Die deutsche eID, als sicheres und nutzerfreundliches Identifizierungsverfahren, entspricht dem sichersten Vertrauensniveau „hoch“. In Deutschland gibt es derzeit kein alternatives Identifizierungsverfahren, das die gleichen hohen Sicherheitsvoraussetzungen erfüllt. Für Anwendungen, die Vertrauensniveau „hoch“ benötigen, ist daher die Verwendung der deutschen eID notwendig. Für Dienste, die ein niedrigeres Vertrauensniveau erfordern oder spezialgesetzliche Anforderungen haben, können, wie auch in der Vergangenheit, zusätzlich andere Identifizierungsverfahren zugelassen werden, die unterschiedliche Vertrauensniveaus erreichen

  • Welche und wie viele digitale Verwaltungsdienstleistungen wurden nach Kenntnis der Bundesregierung von Bundesbürgern mit dem neuen Personalausweis und insbesondere mithilfe der AusweisApp2 seit Einführung von 2014 bis 31. Juli 2023 insgesamt beantragt (bitte die Verwaltungsdienstleistungen nach Anzahl der Häufigkeit der erfolgreichen Nutzung von 2014 bis 2023 auflisten)?
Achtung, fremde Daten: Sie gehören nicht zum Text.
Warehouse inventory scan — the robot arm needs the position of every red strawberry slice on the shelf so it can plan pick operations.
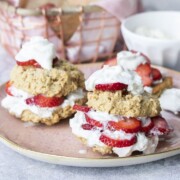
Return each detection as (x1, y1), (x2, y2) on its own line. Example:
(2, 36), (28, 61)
(81, 124), (94, 130)
(5, 81), (13, 96)
(141, 76), (153, 86)
(150, 116), (172, 135)
(152, 68), (162, 81)
(99, 134), (137, 148)
(136, 63), (151, 77)
(107, 118), (141, 133)
(102, 58), (117, 67)
(16, 59), (41, 68)
(95, 82), (128, 91)
(26, 94), (64, 107)
(141, 119), (154, 133)
(85, 114), (103, 127)
(73, 104), (91, 113)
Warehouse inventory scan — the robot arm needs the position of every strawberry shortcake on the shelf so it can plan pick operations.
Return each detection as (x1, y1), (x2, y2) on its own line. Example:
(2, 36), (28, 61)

Von Januar 2020 bis einschließlich Juni 2023 wurden auf den eID-Servern der Bundesdruckerei GmbH für Bund und Länder insgesamt rund 9,86 Mio. Transaktionen verzeichnet. Dabei entfallen 6 399 540 Transaktionen auf den eIDService Bund und 3 464 421 auf den eID-Service der Länder

  • Was sind die Gründe dafür, dass bisher nur die Bundesdruckerei Berechtigungszertifikate für die eID ausgeben darf, und ist zukünftig vorgesehen, dass weitere Akteure diese ausgeben dürfen?

Grundsätzlich steht das Anbieten und Herausgeben von Berechtigungszertifikaten für die eID allen Unternehmen und Marktteilnehmer frei und ist möglich. In Deutschland ist jedoch die Firma D-Trust GmbH derzeit alleiniger Anbieter
von technischen Berechtigungszertifikaten. Da es sich jedoch um einen offenen Markt handelt, besteht die Möglichkeit, dass weitere Akteure aus der Privatwirtschaft eID-Berechtigungszertifikate ausgeben können.

  • Wie beurteilt die Bundesregierung den Erfolg der bisherigen Pilotprojekte im Rahmen der Entwicklung der Smart-eID, und ist die Anbindung an das Nutzerkonto BundID bereits erfolgt?

Die bisherige Pilotphase war erfolgreich und lieferte wertvolle Erkenntnisse, die insbesondere zur Optimierung der Nutzendenführung der Smart-eID genutzt wurden. Insgesamt wurden 150 Testkarten für die Teilnahme an der Pilotphase versendet. Die Anbindung an das Nutzerkonto BundID wurde vorbereitet.